Security Council composition
- Permanent members: China; France; Russia; United Kingdom; United States;
- Non-permanent members: Argentina; Brazil; Czech Republic; Djibouti; New Zealand; Nigeria; Oman; Pakistan; Rwanda; Spain;

= United Nations Security Council Resolution 909 =

United Nations Security Council resolution 909, adopted unanimously on 5 April 1994, after reaffirming resolutions 812 (1993), 846 (1993), 872 (1993), 891 (1993) and 893 (1994) on Rwanda, the Council expressed concern at deteriorating security and humanitarian situation in the country, particularly in Kigali, and extended the mandate of the United Nations Assistance Mission for Rwanda (UNAMIR) until 29 July 1994.

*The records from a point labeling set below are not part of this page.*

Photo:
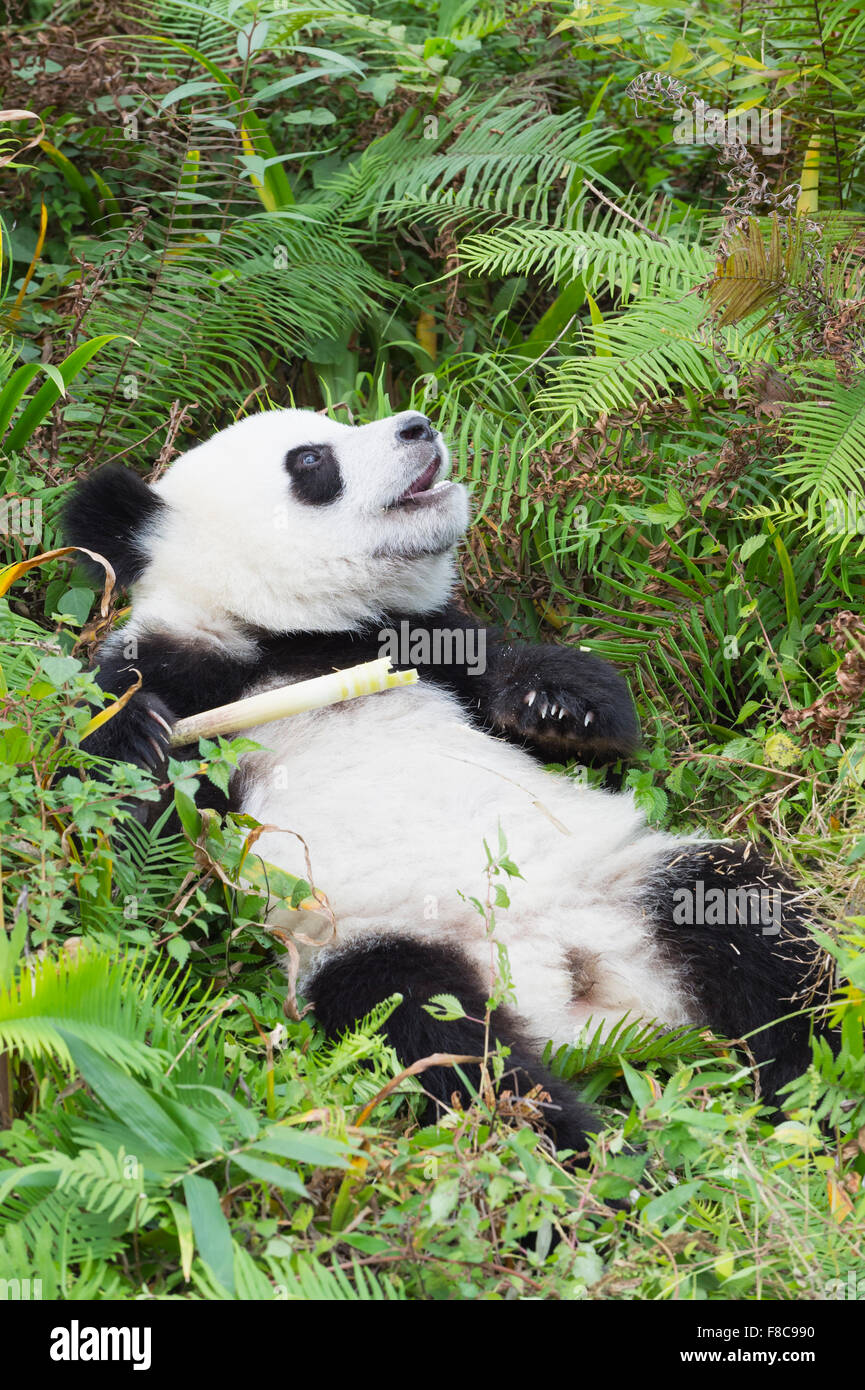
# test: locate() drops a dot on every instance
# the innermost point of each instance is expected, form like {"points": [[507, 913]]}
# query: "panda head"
{"points": [[287, 521]]}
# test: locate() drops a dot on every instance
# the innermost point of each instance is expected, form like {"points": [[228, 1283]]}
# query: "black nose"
{"points": [[415, 428]]}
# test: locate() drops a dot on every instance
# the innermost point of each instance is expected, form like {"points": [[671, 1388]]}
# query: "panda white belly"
{"points": [[395, 795]]}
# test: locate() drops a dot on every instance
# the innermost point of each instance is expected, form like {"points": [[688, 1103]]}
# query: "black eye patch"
{"points": [[314, 473]]}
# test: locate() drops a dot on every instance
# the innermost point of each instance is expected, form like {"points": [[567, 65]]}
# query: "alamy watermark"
{"points": [[700, 906], [434, 647]]}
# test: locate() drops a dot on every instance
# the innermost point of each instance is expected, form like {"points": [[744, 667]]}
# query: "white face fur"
{"points": [[289, 520]]}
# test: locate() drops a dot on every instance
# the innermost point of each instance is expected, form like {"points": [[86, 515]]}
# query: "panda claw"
{"points": [[160, 722], [160, 752]]}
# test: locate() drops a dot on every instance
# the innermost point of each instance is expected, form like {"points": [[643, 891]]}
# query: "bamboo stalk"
{"points": [[366, 679]]}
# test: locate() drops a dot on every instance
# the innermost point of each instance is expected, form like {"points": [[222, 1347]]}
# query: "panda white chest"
{"points": [[395, 794]]}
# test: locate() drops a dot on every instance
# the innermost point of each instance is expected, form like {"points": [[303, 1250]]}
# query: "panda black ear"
{"points": [[110, 512]]}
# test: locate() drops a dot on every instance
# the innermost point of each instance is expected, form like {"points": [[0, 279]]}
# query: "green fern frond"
{"points": [[828, 444], [620, 259]]}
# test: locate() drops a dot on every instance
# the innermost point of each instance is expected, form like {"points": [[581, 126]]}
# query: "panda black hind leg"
{"points": [[736, 929], [352, 980]]}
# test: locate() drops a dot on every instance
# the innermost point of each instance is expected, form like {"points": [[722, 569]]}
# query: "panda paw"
{"points": [[139, 733], [568, 702]]}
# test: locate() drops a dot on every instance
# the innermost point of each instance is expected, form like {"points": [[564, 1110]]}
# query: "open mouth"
{"points": [[423, 487]]}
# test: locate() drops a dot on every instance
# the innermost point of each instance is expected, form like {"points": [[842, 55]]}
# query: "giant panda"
{"points": [[289, 545]]}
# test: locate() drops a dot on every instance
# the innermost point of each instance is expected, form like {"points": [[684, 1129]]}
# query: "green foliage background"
{"points": [[647, 352]]}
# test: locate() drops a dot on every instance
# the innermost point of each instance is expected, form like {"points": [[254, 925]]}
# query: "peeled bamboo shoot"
{"points": [[366, 679]]}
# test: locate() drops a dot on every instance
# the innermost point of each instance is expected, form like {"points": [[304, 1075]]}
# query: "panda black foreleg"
{"points": [[736, 930], [351, 982]]}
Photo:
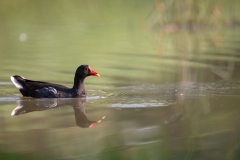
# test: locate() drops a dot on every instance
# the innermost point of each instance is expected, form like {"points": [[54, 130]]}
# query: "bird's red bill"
{"points": [[92, 72]]}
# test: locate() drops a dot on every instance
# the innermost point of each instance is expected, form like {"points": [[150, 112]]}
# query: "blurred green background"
{"points": [[141, 49]]}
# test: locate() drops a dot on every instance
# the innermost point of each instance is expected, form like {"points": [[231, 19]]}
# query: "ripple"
{"points": [[138, 105]]}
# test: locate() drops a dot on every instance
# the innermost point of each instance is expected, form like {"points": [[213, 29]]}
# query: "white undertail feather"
{"points": [[16, 83]]}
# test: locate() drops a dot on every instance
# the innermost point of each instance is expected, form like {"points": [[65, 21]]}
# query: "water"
{"points": [[166, 91]]}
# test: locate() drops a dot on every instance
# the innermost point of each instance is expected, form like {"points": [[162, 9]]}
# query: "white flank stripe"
{"points": [[16, 83]]}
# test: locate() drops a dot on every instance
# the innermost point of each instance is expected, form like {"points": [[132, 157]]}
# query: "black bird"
{"points": [[79, 104], [39, 89]]}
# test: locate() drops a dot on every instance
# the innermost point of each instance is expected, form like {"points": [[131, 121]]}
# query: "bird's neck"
{"points": [[79, 85]]}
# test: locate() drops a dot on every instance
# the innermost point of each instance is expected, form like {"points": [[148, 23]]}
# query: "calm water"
{"points": [[166, 91]]}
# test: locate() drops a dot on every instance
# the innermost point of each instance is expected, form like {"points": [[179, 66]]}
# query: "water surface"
{"points": [[167, 90]]}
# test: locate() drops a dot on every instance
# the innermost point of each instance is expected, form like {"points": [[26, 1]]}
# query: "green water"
{"points": [[169, 85]]}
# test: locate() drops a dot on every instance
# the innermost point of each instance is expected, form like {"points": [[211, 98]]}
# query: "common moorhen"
{"points": [[39, 89]]}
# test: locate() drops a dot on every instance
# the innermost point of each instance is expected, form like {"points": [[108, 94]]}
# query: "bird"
{"points": [[40, 89]]}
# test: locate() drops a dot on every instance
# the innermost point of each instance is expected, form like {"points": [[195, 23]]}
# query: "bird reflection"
{"points": [[30, 105]]}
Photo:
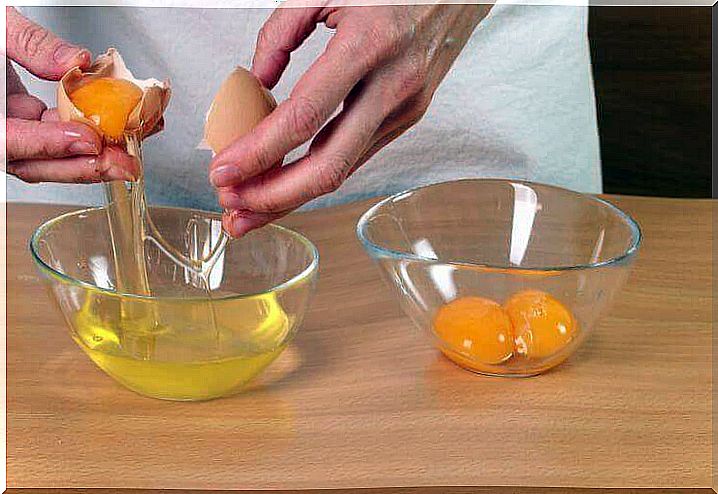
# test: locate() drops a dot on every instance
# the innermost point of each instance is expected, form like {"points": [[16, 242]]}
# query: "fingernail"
{"points": [[222, 176], [82, 147]]}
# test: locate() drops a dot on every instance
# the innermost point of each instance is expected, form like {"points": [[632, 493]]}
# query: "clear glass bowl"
{"points": [[177, 344], [506, 277]]}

Concern was expressed at the delay in the establishment of a transitional government and Transitional National Authority which constituted a major obstacle to the Arusha Accords. The review of UNAMIR would take place within six weeks including the role of the United Nations in Rwanda if the Secretary-General Boutros Boutros-Ghali informed the Council that insufficient progress had been made in establishing the transitional authorities.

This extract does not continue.